How to cheat the poor
Observations on unfair trade
The increase in overseas aid announced in the Comprehensive Spending Review is welcome confirmation of the government's stated ambition to reduce poverty and suffering. Gordon Brown has already promised to halt the "global poverty emergency", while the International Development Secretary, Douglas Alexander, has called tackling global poverty "the greatest challenge of our generation" and his newly enlarged department is pledged to "fight poverty through trade".
And yet, despite the rhetoric, the UK, along with colleagues in the European Union, is about to do significant damage to the prospects of 76 African, Caribbean and Pacific (ACP) countries by imposing punitive free-trade agreements on them. The next three months will be decisive.
For many years, the EU has offered the former colonies of member states, many of them in Africa, enhanced access to European markets. Being able to sell their goods under preferential terms has helped some countries develop important sources of employment and economic growth. The arrangement is due to run out at the end of this year.
In 2000, the EU promised that when the preferential deal ended in 2008 it would negotiate new arrangements giving ACP countries similar levels of access. The EU has described the deals - known as Economic Partnership Agreements or EPAs - as development tools. In fact, they are free-trade agreements that could undermine development.
The EU is using the expiry of preferences as an opportunity to get better terms of trade for their own exports in exchange for allowing continued access to EU markets. For example, the EU wants ACP countries to lift 80 per cent of the tariffs they place on EU goods and to sign up to agreements covering intellectual property, investment and competition.
Such demands go way beyond what is being negotiated at the World Trade Organisation (WTO), and could devastate the poorest countries. Individual governments would lose revenue from trade taxes; competition from EU goods and produce could lead to a rise in unemployment in farming and industry; poor countries would find it harder to promote industrialisation and manage their economies in the future.
Small farmers fear unfair competition from Europe. Justus Lavi Mwololo, a smallholder farmer in Kenya, said: "We expect cheap chicken to come here, and cheap beef. Tomatoes and other vegetables will be affected, too. We expect European milk products to flood this area and, definitely, our dairy sector will have to close." African trade ministers say they are "profoundly disappointed".
Despite these pleas, the EU is persisting with the proposals and is increasingly insistent on the December deadline. The UK, despite its stated commitment to a development-friendly trade policy, has failed to challenge the aggressive liberalisation agenda with sufficient vigour.
In a recent statement, the trade and development minister Gareth Thomas suggested that goods-only agreements should be finalised by the end of the year.
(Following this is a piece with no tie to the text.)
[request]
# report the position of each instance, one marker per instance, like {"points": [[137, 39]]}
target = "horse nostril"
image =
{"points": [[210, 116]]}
While ACP countries may welcome the delay on forcing agreements covering services, investment and competition, the insistence on any deadline at this stage is unhelpful.
Thomas has argued that the ACP would have a long time to remove tariffs, but this may only be true for a small number of products. Furthermore, ACP officials have said privately that in the negotiating room the promised flexibility is simply not there. Most of the regions covered by the new arrangements need more time to negotiate deals that could help them achieve sustainable growth.
Indeed, West Africa has refused to agree a goods-only EPA by December because it believes it should have more time. With the deadline looming, ACP countries need assurance now that exports will not be disrupted if they fail to sign EPAs. It is quite wrong that they should be pressured into signing deals that go far beyond WTO rules.
In his time as foreign secretary, Robin Cook insisted that ACP countries should be able to consider alternatives to free-trade agreements. This promise is recorded in the current European Commission negotiating mandate. By insisting on the deadline and rejecting alternatives that have been proposed, Britain is in danger of going back on its word.
The UK government must do more than promise flexibility. It has to stand up to the EU, which, despite reassuring rhetoric, is still pushing anti-development proposals. The UK should publicly back the ACP in its requests for more time to negotiate, and insist on a guarantee from the EU that ACP exports will not face higher tariffs in January 2008 if EPAs are not finalised.
Britain must also help persuade other EU member states of the unfairness of the new deals, at least in their current form. Any less would be disappointing in the light of promises to put trade at the service of development.